Important Considerations and Limitations when Interpreting these Results

  • Stringency of scenarios. The use of a given scenario (1.75°C, 2°C, 2.7°C, and 3.2°C) does not constitute an assumption that this scenario is more likely to prevail than others. Similarly, the choice of IEA scenarios should not be interpreted as an endorsement of the underlying assumptions by 2Dii or the California Department of Insurance. The IEA historically has, for instance, assumed significant amounts of nuclear power and carbon capture and storage in their scenarios, an assumption that is debated within the energy-climate scientific community. In addition, the international community has accelerated their global target from the 2°C goal to “well below 2°C and towards 1.5°C”. It is important to highlight that each insurer can and may want to take an individual view on the likely decarbonization scenario that may or may not relate to the scenarios modelled by the International Energy Agency.

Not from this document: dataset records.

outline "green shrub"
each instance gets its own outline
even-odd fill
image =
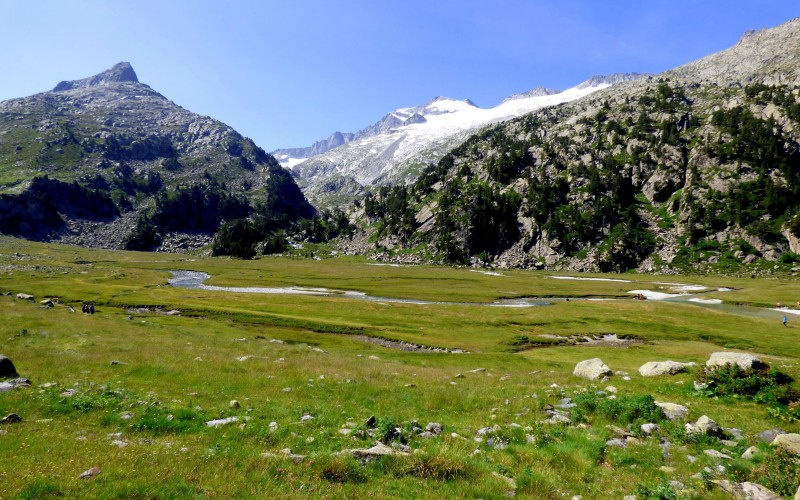
[[[437,481],[463,480],[473,475],[471,467],[463,457],[427,453],[409,456],[400,466],[399,474]]]
[[[800,255],[794,252],[784,252],[781,254],[781,262],[784,264],[794,264],[800,262]]]
[[[125,393],[111,389],[90,389],[66,395],[60,390],[54,389],[45,393],[45,397],[49,399],[50,411],[64,415],[73,412],[88,413],[95,410],[118,411],[125,399]]]
[[[800,464],[786,450],[775,448],[763,455],[763,461],[756,467],[753,476],[751,481],[791,498],[800,484]]]
[[[628,425],[638,422],[659,422],[666,419],[664,411],[656,406],[649,394],[624,395],[607,399],[597,394],[580,394],[574,399],[573,418],[586,420],[592,414],[599,414],[610,422]]]
[[[364,466],[351,456],[334,456],[319,465],[319,475],[332,483],[365,483]]]
[[[707,384],[706,396],[741,397],[759,403],[787,405],[800,397],[789,384],[792,378],[776,368],[743,370],[728,364],[711,371],[702,371],[697,380]]]
[[[190,408],[170,411],[169,408],[148,406],[131,427],[153,434],[186,434],[203,428],[205,418]]]
[[[56,484],[47,479],[38,478],[20,491],[16,498],[18,500],[38,500],[40,498],[57,498],[63,496],[64,492],[62,492],[61,488]]]
[[[675,490],[666,482],[659,483],[656,486],[637,484],[635,493],[636,498],[644,500],[675,500],[678,498]]]

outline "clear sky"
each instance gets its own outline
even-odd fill
[[[661,72],[795,17],[798,0],[0,0],[0,100],[129,61],[271,151],[439,95],[490,107]]]

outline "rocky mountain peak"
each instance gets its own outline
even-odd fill
[[[650,75],[641,73],[612,73],[610,75],[595,75],[578,85],[577,88],[586,89],[589,87],[599,87],[600,85],[614,85],[621,82],[639,80],[648,76]]]
[[[83,89],[88,87],[96,87],[98,85],[105,85],[108,83],[118,82],[134,82],[139,83],[139,78],[133,70],[133,66],[129,62],[121,62],[115,64],[112,68],[103,71],[94,76],[83,78],[81,80],[63,81],[53,88],[53,92],[61,92],[64,90]]]
[[[548,89],[546,87],[536,87],[535,89],[531,89],[527,92],[510,95],[505,99],[503,99],[503,102],[514,101],[516,99],[527,99],[528,97],[542,97],[546,95],[558,94],[560,92],[561,92],[560,90],[556,89]]]

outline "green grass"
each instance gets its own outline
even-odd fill
[[[176,289],[166,285],[174,269],[208,272],[215,285],[326,287],[451,304]],[[0,296],[0,353],[33,384],[0,393],[0,416],[23,418],[3,426],[0,435],[6,457],[0,461],[0,497],[496,498],[509,489],[505,477],[514,479],[523,497],[665,497],[668,481],[678,479],[697,496],[722,498],[691,478],[703,466],[713,468],[703,450],[725,451],[718,441],[692,440],[682,424],[662,421],[658,437],[617,449],[606,445],[612,437],[606,426],[656,419],[652,397],[688,403],[692,419],[707,414],[742,429],[738,454],[764,429],[800,429],[757,401],[696,393],[697,369],[667,378],[637,373],[646,361],[702,365],[711,352],[743,348],[797,378],[796,325],[790,321],[793,328],[784,328],[781,315],[765,308],[732,305],[793,304],[800,297],[795,280],[596,276],[632,281],[622,283],[502,274],[375,266],[352,257],[242,262],[0,238],[0,292],[36,296],[34,302]],[[709,293],[726,301],[721,308],[585,300],[668,288],[659,282],[737,290]],[[41,307],[44,297],[56,298],[56,307]],[[514,297],[572,300],[526,309],[475,305]],[[95,315],[80,313],[84,302],[96,304]],[[151,312],[129,310],[141,307]],[[182,314],[161,315],[159,308]],[[642,342],[514,349],[522,336],[531,342],[543,334],[605,333]],[[469,354],[405,352],[366,343],[362,335]],[[574,378],[575,363],[593,357],[629,373],[630,380],[621,374],[604,383]],[[485,371],[472,372],[477,368]],[[48,382],[57,385],[41,387]],[[595,395],[607,385],[618,389],[616,402]],[[546,405],[563,397],[581,403],[585,428],[541,423]],[[230,406],[234,399],[239,407]],[[301,422],[303,415],[314,418]],[[374,429],[365,424],[370,416],[376,417]],[[204,425],[226,417],[239,421]],[[428,422],[441,423],[442,434],[420,437],[415,427]],[[353,427],[351,434],[339,432],[343,425]],[[494,425],[500,428],[474,440],[479,429]],[[395,427],[399,436],[390,434]],[[665,456],[660,437],[685,449]],[[419,451],[369,463],[339,454],[378,438]],[[504,445],[490,446],[488,438]],[[307,458],[284,458],[286,448]],[[783,492],[790,481],[782,478],[792,473],[787,464],[777,458],[737,461],[725,477],[760,480]],[[94,466],[99,475],[78,479]],[[665,473],[662,466],[674,471]]]

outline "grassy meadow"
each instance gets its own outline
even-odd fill
[[[432,303],[175,288],[170,270],[206,272],[209,285]],[[22,417],[0,424],[0,498],[727,498],[719,479],[794,494],[797,463],[757,434],[799,432],[798,414],[769,398],[709,397],[693,382],[712,352],[728,350],[800,377],[800,316],[786,328],[768,309],[800,300],[796,278],[496,274],[0,238],[0,354],[31,380],[0,393],[0,418]],[[665,283],[708,286],[703,298],[724,304],[630,299],[630,290],[669,291]],[[41,305],[46,298],[55,306]],[[487,305],[515,299],[550,305]],[[82,314],[83,303],[95,314]],[[164,314],[172,310],[180,314]],[[635,342],[563,344],[605,334]],[[607,381],[572,375],[595,357],[615,372]],[[698,367],[651,378],[637,371],[667,359]],[[687,434],[684,422],[648,413],[649,396],[689,407],[688,422],[708,415],[740,429],[742,439]],[[573,422],[543,423],[563,398],[577,403]],[[238,421],[205,425],[227,417]],[[652,419],[661,429],[642,435],[639,424]],[[430,422],[442,432],[421,434]],[[620,428],[639,442],[609,445]],[[340,453],[377,440],[406,454]],[[756,457],[739,458],[750,446]],[[79,478],[93,467],[100,472]]]

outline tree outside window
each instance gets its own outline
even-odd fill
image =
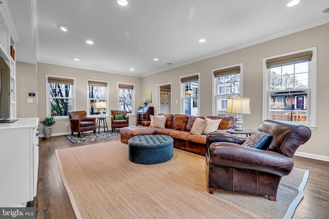
[[[127,114],[133,112],[134,85],[119,85],[119,109],[126,110]]]

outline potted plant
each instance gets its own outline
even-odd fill
[[[53,120],[53,116],[46,117],[40,123],[44,126],[43,127],[43,133],[45,138],[49,138],[51,136],[52,125],[55,124],[56,121]]]

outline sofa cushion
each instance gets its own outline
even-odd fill
[[[244,146],[260,149],[269,138],[269,134],[256,130],[242,144]]]
[[[175,114],[170,128],[178,131],[185,131],[188,120],[189,116],[187,115]]]
[[[166,134],[167,135],[169,135],[170,132],[172,131],[177,131],[176,129],[159,129],[156,128],[156,130],[155,131],[155,134]]]
[[[194,124],[194,121],[196,118],[206,118],[204,116],[196,116],[195,115],[190,115],[189,116],[189,120],[187,121],[187,124],[186,124],[186,127],[185,127],[185,131],[190,131],[191,129],[192,129],[193,124]]]
[[[187,141],[187,137],[191,135],[190,132],[184,131],[173,131],[169,133],[169,136],[176,139]]]
[[[200,118],[196,118],[194,120],[193,125],[190,132],[192,134],[202,134],[202,132],[207,125],[207,120]]]
[[[171,123],[173,122],[174,115],[170,113],[159,113],[159,115],[163,115],[166,117],[166,128],[170,128]]]
[[[228,129],[233,129],[235,127],[235,117],[230,115],[209,116],[207,116],[207,117],[212,120],[222,120],[222,122],[220,123],[220,125],[217,129],[218,130],[224,130]]]
[[[191,134],[187,137],[187,141],[195,143],[206,145],[207,135],[204,134]]]
[[[152,127],[164,129],[166,125],[166,117],[164,116],[154,116],[153,124]]]
[[[153,123],[154,122],[154,117],[157,117],[158,116],[150,115],[150,118],[151,119],[151,122],[150,123],[150,127],[152,127],[153,126]],[[164,117],[163,115],[159,115],[158,116]]]
[[[215,131],[218,129],[218,127],[220,126],[220,124],[222,122],[221,120],[211,120],[209,118],[206,118],[207,125],[205,127],[204,131],[202,132],[203,134],[207,134],[209,132]]]

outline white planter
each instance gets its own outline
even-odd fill
[[[51,126],[45,126],[43,127],[43,134],[45,135],[45,138],[49,138],[51,136],[51,130],[52,127]]]

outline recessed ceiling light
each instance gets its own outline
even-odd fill
[[[125,6],[128,5],[128,2],[126,0],[118,0],[117,2],[121,6]]]
[[[64,32],[67,32],[68,30],[69,30],[69,28],[68,28],[68,27],[67,27],[66,25],[61,25],[59,26],[59,27],[60,29],[62,31],[63,31]]]
[[[298,3],[299,3],[299,0],[293,0],[292,1],[288,3],[288,4],[287,5],[287,6],[288,7],[294,6],[294,5],[296,5]]]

  • A snapshot rather than forecasts. The forward-looking production data is based on current ‘revealed’ plans from companies and is subject to change. The estimates should thus not be interpreted as forecasts, but rather as the current plans of companies as estimated from various sources of information by industry-specific business intelligence experts - who might not know everything about the CEOs’ actual plans. Given the 5-year time horizon, it is likely that these plans will change in some way over time. Similarly, insurers are highly likely to alter the composition of their portfolio over time. Bond maturity is usually around 3-7 years. The average holding period of a stock by a fund manager is 20 months on average. However, this analysis seeks to be a point in time assessment of future exposures under current conditions.

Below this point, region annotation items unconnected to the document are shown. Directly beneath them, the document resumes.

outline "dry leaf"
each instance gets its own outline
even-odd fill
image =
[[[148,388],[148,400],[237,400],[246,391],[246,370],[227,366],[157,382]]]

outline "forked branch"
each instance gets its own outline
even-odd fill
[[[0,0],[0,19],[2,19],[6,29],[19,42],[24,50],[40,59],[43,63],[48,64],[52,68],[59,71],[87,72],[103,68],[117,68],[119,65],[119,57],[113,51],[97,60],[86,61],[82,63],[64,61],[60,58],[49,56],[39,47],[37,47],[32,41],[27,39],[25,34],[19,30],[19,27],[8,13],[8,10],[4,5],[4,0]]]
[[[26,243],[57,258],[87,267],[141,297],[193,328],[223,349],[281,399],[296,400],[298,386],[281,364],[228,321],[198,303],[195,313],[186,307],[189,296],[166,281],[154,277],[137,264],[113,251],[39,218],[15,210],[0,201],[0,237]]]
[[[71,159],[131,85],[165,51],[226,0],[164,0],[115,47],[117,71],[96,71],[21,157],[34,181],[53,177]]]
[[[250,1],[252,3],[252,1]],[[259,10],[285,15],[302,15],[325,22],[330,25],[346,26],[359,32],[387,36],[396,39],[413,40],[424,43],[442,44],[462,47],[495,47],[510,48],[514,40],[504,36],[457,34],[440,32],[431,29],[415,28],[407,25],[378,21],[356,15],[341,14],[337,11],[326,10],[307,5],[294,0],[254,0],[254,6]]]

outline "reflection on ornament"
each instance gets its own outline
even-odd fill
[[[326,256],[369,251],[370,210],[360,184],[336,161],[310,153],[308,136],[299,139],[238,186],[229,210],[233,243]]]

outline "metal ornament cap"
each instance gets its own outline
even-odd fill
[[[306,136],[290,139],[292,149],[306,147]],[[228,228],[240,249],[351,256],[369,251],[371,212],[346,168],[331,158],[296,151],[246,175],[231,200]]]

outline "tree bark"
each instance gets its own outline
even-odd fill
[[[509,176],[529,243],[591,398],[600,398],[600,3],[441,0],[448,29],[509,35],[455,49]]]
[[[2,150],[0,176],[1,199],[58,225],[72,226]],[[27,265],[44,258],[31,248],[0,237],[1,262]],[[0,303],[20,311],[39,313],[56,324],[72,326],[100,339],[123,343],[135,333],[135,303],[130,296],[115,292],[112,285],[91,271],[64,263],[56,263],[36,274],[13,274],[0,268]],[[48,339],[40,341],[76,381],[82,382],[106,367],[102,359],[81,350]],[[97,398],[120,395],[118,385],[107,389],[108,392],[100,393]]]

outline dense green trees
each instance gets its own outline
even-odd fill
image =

  • Power sector projections. This is a measure of "locked-in" capacity, not a capacity forecast. Distinct from the production data for the Fossil Fuel and Automotive sectors, capacity data for the Power sector does not include information on planned retirements. It should therefore be interpreted as a measure of currently "locked-in" capacity and not as a forecast of future capacity. Retirements are not included for several reasons: First, the availability of planned retirement data is highly variable across jurisdictions and regions, to the extent that including no retirement information was deemed more representative of industry capacity than including partial data. Second, in contrast to the fossil fuel sector where oil wells, gas fields, and coal mines cease production when their resource runs out, it is possible for power plants to be announced as retired or even be retired and then resume production. Given the higher level of uncertainty around planned retirements, they are not included in the power sector projections used for this analysis, and capacity projections should thus be interpreted as the potential maximum “lock-in” from current infrastructure. For technologies projected to decline under the 2° scenario, the gap between current capacity projections and capacity consistent with the 2° scenario should be seen as an estimate of the capacity that would need to be retired to be in alignment with the 2° scenario.


What questions about transition risk does this scenario analysis seek to answer?

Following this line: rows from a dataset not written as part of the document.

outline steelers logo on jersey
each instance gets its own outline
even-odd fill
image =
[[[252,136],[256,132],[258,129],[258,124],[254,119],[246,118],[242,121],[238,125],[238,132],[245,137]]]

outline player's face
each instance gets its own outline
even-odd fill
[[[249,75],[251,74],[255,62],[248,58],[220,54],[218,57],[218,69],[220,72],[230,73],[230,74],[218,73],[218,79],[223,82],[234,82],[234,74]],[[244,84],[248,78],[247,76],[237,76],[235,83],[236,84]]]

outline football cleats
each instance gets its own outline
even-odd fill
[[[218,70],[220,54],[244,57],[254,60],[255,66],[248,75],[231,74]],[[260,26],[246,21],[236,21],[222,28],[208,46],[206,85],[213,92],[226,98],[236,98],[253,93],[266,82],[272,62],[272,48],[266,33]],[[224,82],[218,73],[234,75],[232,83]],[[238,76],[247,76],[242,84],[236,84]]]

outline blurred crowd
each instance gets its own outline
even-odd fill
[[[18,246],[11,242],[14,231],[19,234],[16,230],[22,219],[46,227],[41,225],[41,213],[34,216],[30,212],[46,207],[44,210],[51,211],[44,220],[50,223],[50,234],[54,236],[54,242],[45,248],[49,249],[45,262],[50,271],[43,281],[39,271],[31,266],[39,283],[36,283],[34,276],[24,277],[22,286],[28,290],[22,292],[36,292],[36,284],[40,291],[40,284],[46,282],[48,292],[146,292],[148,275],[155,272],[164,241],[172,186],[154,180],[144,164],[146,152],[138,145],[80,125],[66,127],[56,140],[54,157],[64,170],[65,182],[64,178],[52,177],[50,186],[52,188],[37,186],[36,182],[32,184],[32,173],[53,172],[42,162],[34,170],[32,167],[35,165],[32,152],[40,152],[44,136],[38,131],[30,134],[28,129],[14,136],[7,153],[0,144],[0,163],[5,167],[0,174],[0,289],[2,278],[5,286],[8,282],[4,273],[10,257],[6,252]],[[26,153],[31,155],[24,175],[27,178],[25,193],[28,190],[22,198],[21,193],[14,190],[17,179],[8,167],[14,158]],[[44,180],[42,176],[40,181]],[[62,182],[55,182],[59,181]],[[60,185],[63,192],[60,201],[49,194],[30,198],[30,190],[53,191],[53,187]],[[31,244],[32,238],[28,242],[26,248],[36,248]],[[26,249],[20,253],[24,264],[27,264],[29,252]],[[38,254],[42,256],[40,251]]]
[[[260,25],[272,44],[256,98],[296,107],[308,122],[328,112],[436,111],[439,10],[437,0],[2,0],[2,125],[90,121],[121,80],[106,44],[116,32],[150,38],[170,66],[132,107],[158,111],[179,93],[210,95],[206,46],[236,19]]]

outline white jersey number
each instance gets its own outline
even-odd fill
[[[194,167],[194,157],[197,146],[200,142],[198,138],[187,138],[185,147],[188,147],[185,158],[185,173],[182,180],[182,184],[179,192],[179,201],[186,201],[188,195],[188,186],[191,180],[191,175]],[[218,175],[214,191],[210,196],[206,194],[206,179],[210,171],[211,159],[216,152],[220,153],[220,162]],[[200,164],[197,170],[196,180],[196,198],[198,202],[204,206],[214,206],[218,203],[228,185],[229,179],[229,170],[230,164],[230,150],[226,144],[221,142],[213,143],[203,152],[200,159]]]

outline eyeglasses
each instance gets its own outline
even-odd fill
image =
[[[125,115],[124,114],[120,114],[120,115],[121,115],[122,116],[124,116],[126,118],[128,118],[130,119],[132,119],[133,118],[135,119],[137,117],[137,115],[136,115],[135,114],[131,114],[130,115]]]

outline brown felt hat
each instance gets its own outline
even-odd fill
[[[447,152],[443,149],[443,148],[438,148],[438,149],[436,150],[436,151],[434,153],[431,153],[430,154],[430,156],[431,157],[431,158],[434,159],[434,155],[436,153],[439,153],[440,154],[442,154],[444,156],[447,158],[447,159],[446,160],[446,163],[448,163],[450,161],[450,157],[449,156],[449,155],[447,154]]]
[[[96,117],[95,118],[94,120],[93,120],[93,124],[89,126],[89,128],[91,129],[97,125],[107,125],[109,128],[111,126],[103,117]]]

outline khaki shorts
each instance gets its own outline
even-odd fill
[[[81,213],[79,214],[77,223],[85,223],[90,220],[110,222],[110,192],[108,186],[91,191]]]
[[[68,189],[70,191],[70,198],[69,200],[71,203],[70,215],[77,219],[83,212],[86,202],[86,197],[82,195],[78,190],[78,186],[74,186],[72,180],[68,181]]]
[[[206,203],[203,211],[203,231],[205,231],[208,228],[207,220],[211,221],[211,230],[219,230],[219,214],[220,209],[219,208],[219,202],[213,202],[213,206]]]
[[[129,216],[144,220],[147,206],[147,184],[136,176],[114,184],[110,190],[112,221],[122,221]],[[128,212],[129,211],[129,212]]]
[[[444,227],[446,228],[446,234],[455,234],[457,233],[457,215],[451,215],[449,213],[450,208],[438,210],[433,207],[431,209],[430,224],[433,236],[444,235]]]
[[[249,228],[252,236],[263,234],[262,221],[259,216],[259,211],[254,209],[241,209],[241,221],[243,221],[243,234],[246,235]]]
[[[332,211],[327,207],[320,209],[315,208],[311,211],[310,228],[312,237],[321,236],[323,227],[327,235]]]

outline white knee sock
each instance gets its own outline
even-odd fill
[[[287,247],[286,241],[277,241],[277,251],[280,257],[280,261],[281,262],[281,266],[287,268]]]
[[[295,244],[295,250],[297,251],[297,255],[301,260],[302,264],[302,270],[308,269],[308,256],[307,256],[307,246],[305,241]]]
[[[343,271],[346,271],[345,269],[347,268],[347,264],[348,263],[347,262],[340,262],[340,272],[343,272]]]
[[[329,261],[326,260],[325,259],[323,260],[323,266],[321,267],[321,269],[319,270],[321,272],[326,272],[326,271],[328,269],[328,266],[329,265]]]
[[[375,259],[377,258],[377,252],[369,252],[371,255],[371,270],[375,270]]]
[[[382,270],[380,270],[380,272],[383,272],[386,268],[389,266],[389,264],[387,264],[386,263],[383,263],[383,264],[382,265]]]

  1. Current Exposure: What is the current exposure of the portfolio to economic activities affected by the transition to a low-carbon economy?

  2. Trajectory: Does the portfolio increase or decrease its alignment with a 2°C transition over the next 5 years?

  3. Future Exposure: What is the expected future exposure to high- and low-carbon economic activities?

The combination of 1, Current Exposure, plus 2, Trajectory, determines 3, Future Exposure to energy technologies.

This analysis was done at the individual insurer level as well as at a “macro” level - i.e., for all insurers taken as a whole. For the macro analysis, the debt and equity holdings of all insurers in the sample were combined into two portfolios: an aggregated fixed-income portfolio and an aggregated equity portfolio.


  • Aggregated fixed income and equity portfolios of all insurers. Complete results (current, trajectory, and future exposure) for the aggregated fixed income and equity portfolios of all insurers included in this assessment can be downloaded. The information on the "Trajectory" and “Trajectory - Fossil Fuels" tabs on this web site are excerpts from the complete results that relate to question 2 above.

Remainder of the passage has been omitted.